How to be a Good Listener

I’m an advocate for deep conversations. I love exploring ideas and talking about books and faith and interesting concepts that I’ve read about lately. But I also like hearing other people’s stories. I want to know how a couple met or what made someone decide to be a dentist or how you learn how to make knives.

Finding everyday stories can be a fascinating exercise. In order for me to get to a place where other people are opening up and sharing fascinating stories, I have to be in my best listening mode. I don’t always get to that place. 

When I’m being a good listener, I remember to practice good listening techniques. When I am not practicing those things, well, I’m probably just wanting my turn to talk. 

Let’s look at a few good listening practices: 

Eye Contact

Eye contact can be rather intimate. I’ve even felt creepy when someone has looked at me too intently when I am talking. The attention makes me wonder if I have a fleck of black pepper in between my teeth. 

But eye contact is actually the easiest way to give someone their dignity. When I am listening, I focus in on the person talking, and I ask them to keep talking with my eyes. Even if the person doesn’t want to open up about something, eye contact let’s them know you are available and willing to listen.

Listen Longer

When I am listening well, I am giving others ample to time to say what they need to say. My husband and I have a phrase that we use with each other, and it comes up frequently when we are in conflict: I need you to listen longer

"I need you to listen longer" means giving each other time and space to flesh things out loud. You aren’t just waiting for your turn to talk. You have to absorb what is being said. And you can’t just sit around, waiting to jump on the next breath to throw your words into the mix. You have to allow that person the time and space to explain.

White Space

I’ve sat in many a classroom, meeting, collaboration room, and I’ve moderated rooms like this as well. Those kinds of rooms need white space. White space is used in design, so it’s usually a visual term. But I think of white space in sound terms as well. 
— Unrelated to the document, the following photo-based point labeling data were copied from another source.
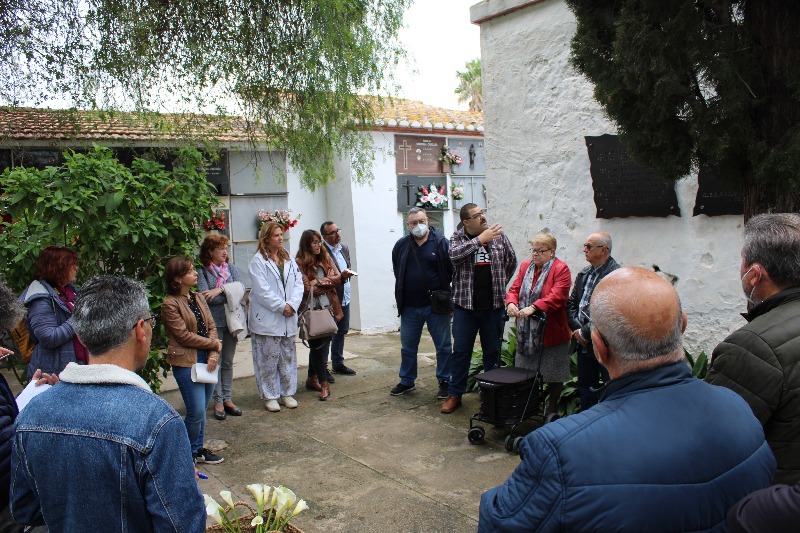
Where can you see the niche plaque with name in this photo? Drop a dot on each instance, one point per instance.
(417, 155)
(717, 196)
(624, 188)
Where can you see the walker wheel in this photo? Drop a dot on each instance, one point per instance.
(476, 435)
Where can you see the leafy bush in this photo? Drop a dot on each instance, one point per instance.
(124, 221)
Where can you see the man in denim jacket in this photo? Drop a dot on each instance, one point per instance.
(100, 451)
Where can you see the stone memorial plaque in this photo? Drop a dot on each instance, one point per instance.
(408, 186)
(717, 196)
(624, 188)
(417, 155)
(217, 174)
(473, 156)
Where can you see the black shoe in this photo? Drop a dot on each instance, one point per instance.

White Space is simply times of silence to allow people to think and process. If you are a talker, this is especially hard - to allow quiet space to fill up precious seconds when you could be talking. 

Yet, white space provides people a chance to talk who might not otherwise. It allows conversations to blossom. It allows people to process what was said before. It’s a good practice to pause before inserting more noise.

Follow Up Questions

If you bump on something that someone says, ask a follow up question. If you find something interesting, acknowledge it and probe further. If you can’t think of a question, then you can go back to the steps of listening longer. Maybe you didn’t understand what was being said.   

Change Your Face

I say this to my kids a lot when they aren’t taking directives well or when they have a sibling who is trying to talk to them or when they are angry and “listening” at the same time. 

Change your face when you listen. Don’t show anger or a “you have dumb ideas” face. Open up your face and allow processing to happen. Don’t jump to conclusions with your eyebrows. Give people a blank canvas, a safe spot to verbally process. 

Do you have other tricks that make you a better listener? Let me hear them.